We invite international researchers and academics to explore and discuss with us the development of open structures to address current societal challenges.

Please send your abstract (max. 300 words) and a short CV (max. 50 words) by June 01st 2023 June 15th 2023 (extended!) to:

After a positive response authors are asked to extend the reviewed abstract to a presentation draft (max. 2000 words). These submissions are meant to illustrate the argumentative thrift of the presentation and engage the question of the respective session. There are plans to publish a well-edited selection of papers, performances and discussions from the proceedings.

The conference will provide a platform for the exchange of ideas and best practices, and offer opportunities for networking and collaboration. Participants are invited to hold a 20 minutes presentation on their work. We look forward to your participation and contributions to this exciting event!

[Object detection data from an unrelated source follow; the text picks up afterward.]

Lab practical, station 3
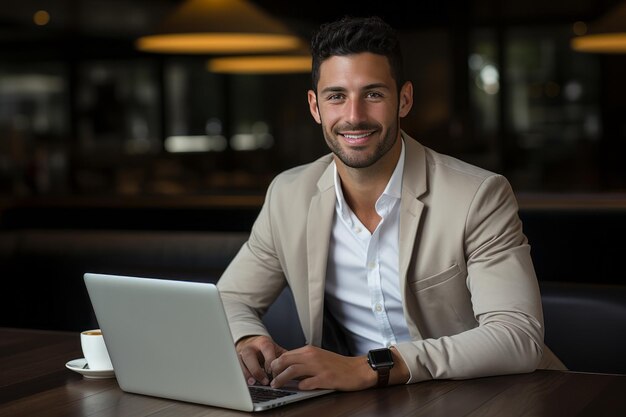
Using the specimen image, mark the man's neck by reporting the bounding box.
[335,139,402,233]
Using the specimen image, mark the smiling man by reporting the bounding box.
[218,17,564,390]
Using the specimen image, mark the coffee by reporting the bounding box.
[80,329,113,370]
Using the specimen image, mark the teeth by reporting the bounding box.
[344,133,370,139]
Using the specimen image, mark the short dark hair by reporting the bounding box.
[311,16,404,92]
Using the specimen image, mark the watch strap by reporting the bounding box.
[376,366,391,388]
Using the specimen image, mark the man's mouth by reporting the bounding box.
[340,131,374,145]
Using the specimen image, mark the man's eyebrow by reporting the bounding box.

session with Tobias Schwinn / ICD Uni Stuttgart, Andreas Noback / TU Darmstadt

In the era of digitalization, data has become a crucial component for conducting research on the built environment. Therefore, data is collected from numerous sources, generated and stored in different softwares and formats, and often needs to be unified and integrated for processing to develop new methods and create insights. At the same time, the value of data is subjective and can vary in its relevance over time, needed standards evolve at different rates depending on who is driving the processes and how dynamically the field is developing. Therefore, the session asks:

  1. What are current challenges in creating, collecting, integrating, analyzing and publishing data in research on the built environment? What data models and tools are being developed to overcome these challenges?
  2. Which research fields benefit from data collections, and what are the advantages and barriers in research to publish data? How can the potential benefits be balanced against concerns related to data privacy, ownership, and access? How can we ensure that data is used in an ethical and responsible way in research on the built environment?
  3. What are the potential biases and limitations of using data to generate new knowledge, and how can these be minimized or addressed? How can researchers ensure the accuracy, reliability and transparency for data that is collected from various sources and used in research?

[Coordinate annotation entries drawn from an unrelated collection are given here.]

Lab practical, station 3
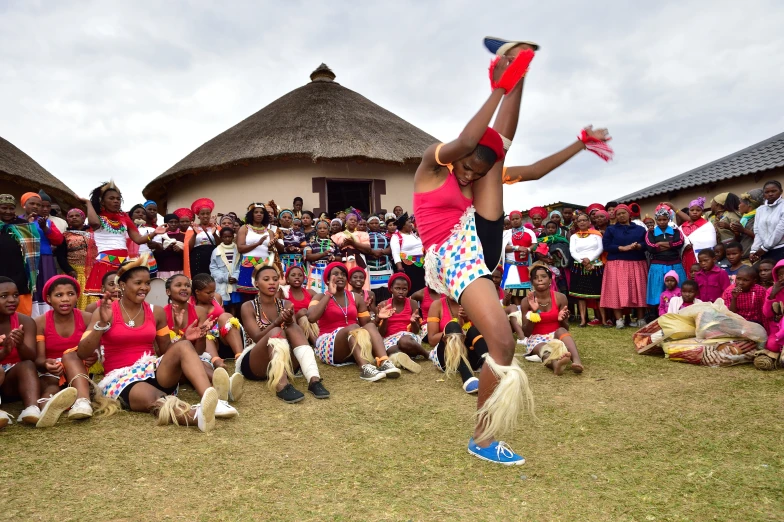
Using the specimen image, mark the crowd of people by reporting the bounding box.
[0,36,784,464]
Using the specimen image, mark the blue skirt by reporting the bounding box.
[645,263,688,306]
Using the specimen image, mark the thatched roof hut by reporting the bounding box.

session with Andrea Rossi / EDEK Uni Kassel, Roger Winkler / TU Darmstadt

Software tools play a vital role in research, as they are essential for analyzing, processing, and creating data and matter. The sharing of such tools as open-source packages is becoming increasingly necessary to ensure research transparency and reproducibility. However, their value is often overlooked as they are not conventionally recognized as research output, highlighting a need to establish standards for sharing, publishing, and collaborating on open-source tools. Therefore, this session addresses the following questions:

  1. How can best practices in the development and collaboration for open-source tools within research projects be shared and explored?
  2. What are the challenges and opportunities in democratizing access to research through open-source software tools, and how can sustainability and funding be addressed?
  3. What are the ethical considerations surrounding intellectual property, authorship, and ownership in research? How do software-sided modular platforms (f.e. Grasshopper3D) and alternative open platforms (f.e. Blender) contribute to the development and distribution of open-source tools?

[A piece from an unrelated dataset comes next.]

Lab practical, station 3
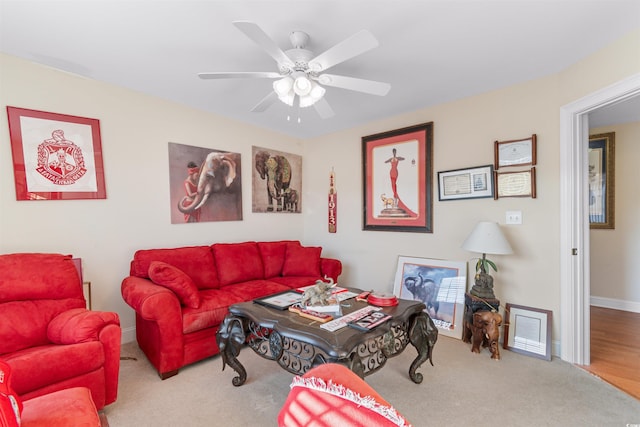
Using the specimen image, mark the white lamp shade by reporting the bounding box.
[462,221,513,255]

session with Dennis Pohl / The New Open TU Delft, Chris Dähne / Goethe-Uni Frankfurt a.M. and TU Darmstadt

Digital technologies themselves are in a state of flux, and so are the ways in which practical and theoretical knowledge is generated and used. Knowledge in design, research or professional discourse is thus constantly being reconfigured, and with it our everyday practices of reflection, exchange and communication. These transformative processes, constituted in the field of tension between people, technology and society, shape our digital culture. This session will discuss the questions: 

  1. How has the ubiquity of digital data and technologies impacted theoretical and practical knowledge on architectural design?
  2. What is the history and theory behind the integration of informatics in architecture, civil engineering, and urbanism? What techniques and processes are involved in digital design and construction, analysis, and simulation?
  3. How do digital cultures manifest, reflect, share, and communicate knowledge in the context of an open society, and how does this impact the fields of architecture and the built environment?